04
一年前。
どこかの鉄骨が、限界を超えてせん断を起こした。
その瞬間の、鈍くて重い破壊音。それが廃区画全体に不吉な地鳴りとして響き渡る。
音の発生元からあふれ出した塵。微細なコンクリートの粒子が、天井の隙間から差し込む光の筋の中に浮かび上がり、まるで淀んだ水中のようにゆっくりと漂っていた。
居住区画の廃棟のひとつ。それが、ついに構造上の許容限界を迎えたのだ。
長期間放置され、内部から腐食が進んだ巨大な構造物が静かに倒壊していく光景。それはこの下層では決して珍しいものではない。足元の地盤や頭上の天井が、いつ崩落するかを常に計算しながら歩く。それがここで生きる者たちの常識だ。
いつものことだ。そう判断し、マッピングを更新して迂回ルートを歩き始めたとき、瓦礫の向こうから微かな声がした。
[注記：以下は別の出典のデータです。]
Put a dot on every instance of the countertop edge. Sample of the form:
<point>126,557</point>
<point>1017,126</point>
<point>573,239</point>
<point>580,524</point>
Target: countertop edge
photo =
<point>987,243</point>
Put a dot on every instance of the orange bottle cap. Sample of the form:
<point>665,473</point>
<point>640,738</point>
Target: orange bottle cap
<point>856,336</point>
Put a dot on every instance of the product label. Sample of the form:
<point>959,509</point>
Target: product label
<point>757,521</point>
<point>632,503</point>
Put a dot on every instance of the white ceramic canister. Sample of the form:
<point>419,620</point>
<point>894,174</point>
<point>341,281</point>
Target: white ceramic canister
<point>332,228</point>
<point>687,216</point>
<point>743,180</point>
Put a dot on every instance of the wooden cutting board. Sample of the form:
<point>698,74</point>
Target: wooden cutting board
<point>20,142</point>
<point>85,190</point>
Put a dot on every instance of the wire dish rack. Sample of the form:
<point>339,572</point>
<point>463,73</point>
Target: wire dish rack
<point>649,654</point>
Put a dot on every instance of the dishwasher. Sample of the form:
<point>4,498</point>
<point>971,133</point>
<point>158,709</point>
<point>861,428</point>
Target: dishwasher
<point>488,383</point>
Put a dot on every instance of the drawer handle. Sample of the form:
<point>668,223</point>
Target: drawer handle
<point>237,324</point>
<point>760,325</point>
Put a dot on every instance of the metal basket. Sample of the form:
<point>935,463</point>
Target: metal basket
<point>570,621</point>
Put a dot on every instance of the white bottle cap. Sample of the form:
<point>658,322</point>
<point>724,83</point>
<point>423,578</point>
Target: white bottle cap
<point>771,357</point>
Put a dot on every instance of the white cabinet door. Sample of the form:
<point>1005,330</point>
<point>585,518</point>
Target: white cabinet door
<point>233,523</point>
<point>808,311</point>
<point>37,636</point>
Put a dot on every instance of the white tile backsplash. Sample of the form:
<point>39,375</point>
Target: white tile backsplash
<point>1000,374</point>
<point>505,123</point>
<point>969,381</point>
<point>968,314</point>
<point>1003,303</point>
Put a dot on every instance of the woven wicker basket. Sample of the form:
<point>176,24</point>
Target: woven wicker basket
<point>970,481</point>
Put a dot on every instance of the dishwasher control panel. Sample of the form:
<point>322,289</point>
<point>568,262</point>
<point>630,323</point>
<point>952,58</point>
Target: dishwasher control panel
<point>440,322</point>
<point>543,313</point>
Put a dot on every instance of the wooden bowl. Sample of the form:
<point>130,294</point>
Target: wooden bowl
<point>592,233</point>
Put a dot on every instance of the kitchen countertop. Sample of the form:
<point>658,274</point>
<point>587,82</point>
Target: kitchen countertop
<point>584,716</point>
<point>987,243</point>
大量の粉塵に掻き消されそうなほど細い波長。だが、人間の声帯から発せられた声だった。
崩壊の余波が残る瓦礫付近。そこを進むには、目で安全を確認するより、足裏のセンサーで体重の乗せ方を少しずつ変えながら進む方が確実だ。
崩落直後の不安定な地盤。それは一歩踏み込むたびに、荷重のバランスによって下の状態が大きく変わる。
振動の減衰と、瓦礫がこすれ合う微細な摩擦音。その感触だけを頼りに慎重に進むと、V字に折れ曲がって崩落した巨大な梁の下に、二つの小さな影があった。
少年と、それよりさらに小柄な少女。
少年の右足首。それが、落下したH鋼の鋭利な端部に完全に挟み込まれ、身動きが取れない状態だった。
少女は、少年の左腕を両手でしっかりと掴んだまま、決して離そうとしなかった。
子どもの腕力で引っ張ったところで、数トンの鉄骨がびくともするはずがない。それをしっかりと理解していながら、本能的に手を離すことができない。そういう、悲痛で強烈な握り方だった。
近づいた俺の足音に気づき、少年の目が俺を捉える。
その瞳に浮かんでいたのは、子どもらしい恐怖や、助けが来たことへの安堵ではなかった。俺という人間の価値を瞬時に見極めようとする値踏みの色だ。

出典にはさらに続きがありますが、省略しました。